Olimpíada de Língua Portuguesa - 8º e 9º - Oficina 6 - Profas. Martha Aurélia e Sayonara Costa
Cobrança
Moacyr Scliar
Ela abriu a janela e
ali estava ele, diante da casa, caminhando de um lado para outro. Carregava um cartaz,
cujos dizeres atraíam a atenção dos passantes:
“Aqui mora uma
devedora inadimplente.”
— Você não pode
fazer isso comigo — protestou ela.
— Claro que posso —
replicou ele. — Você comprou, não pagou. Você é uma devedora inadimplente. E eu
sou cobrador. Por diversas vezes tentei lhe cobrar, você não pagou.
— Não paguei porque
não tenho dinheiro. Esta crise...
— Já sei — ironizou
ele. — Você vai me dizer que por causa daquele ataque lá em Nova York seus negócios
ficaram prejudicados. Problema seu, ouviu? Problema seu. Meu problema é lhe
cobrar. E é o que estou fazendo.
— Mas você podia
fazer isso de uma forma mais discreta...
— Negativo. Já usei
todas as formas discretas que podia. Falei com você, expliquei, avisei. Nada.
Você fazia de conta que nada tinha a ver com o assunto. Minha paciência foi se
esgotando, até que não me restou outro recurso: vou ficar aqui, carregando este
cartaz, até você saldar sua dívida.
Neste momento começou a chuviscar.
— Você vai se molhar
— advertiu ela. — Vai acabar ficando doente.
Ele riu, amargo:
— E daí? Se você
está preocupada com minha saúde, pague o que deve.
— Posso lhe dar um
guarda-chuva...
— Não quero. Tenho
de carregar o cartaz, não um guarda-chuva.
Ela agora estava
irritada:
— Acabe com isso,
Aristides, e venha para dentro. Afinal, você é meu marido, você mora aqui.
— Sou seu marido —
retrucou ele — e você é minha mulher, mas eu sou cobrador profissional e você é
devedora. Eu a avisei: não compre essa geladeira, eu não ganho o suficiente
para pagar as prestações. Mas não, você não me ouviu. E agora o pessoal lá da empresa
de cobrança quer o dinheiro. O que quer você que eu faça? Que perca meu emprego?
De jeito nenhum. Vou ficar aqui até você cumprir sua obrigação.
Chovia mais forte,
agora.
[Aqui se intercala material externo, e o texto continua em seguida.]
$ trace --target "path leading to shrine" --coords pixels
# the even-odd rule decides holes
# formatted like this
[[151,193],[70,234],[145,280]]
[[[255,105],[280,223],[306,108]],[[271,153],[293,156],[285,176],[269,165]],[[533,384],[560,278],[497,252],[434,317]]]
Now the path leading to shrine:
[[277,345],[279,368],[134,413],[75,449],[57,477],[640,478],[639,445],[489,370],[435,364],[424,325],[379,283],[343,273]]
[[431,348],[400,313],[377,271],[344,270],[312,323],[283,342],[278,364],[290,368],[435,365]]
Borrada, a inscrição tornara-se ilegível. A ele, isso pouco importava:
continuava andando de um lado para outro, diante da casa, carregando o seu cartaz.
In: O imaginário
cotidiano. São Paulo: Global, 2001. © by herdeiros de Moacyr Scliar.
- O autor é observador ou personagem (foco narrativo)?
- Como o narrador introduz as personagens?
- Existe um elemento surpresa?
- Que aspectos do cotidiano são narrados? De que forma?
- Como é o diálogo das personagens?
- É possível localizar o conflito? E o desfecho?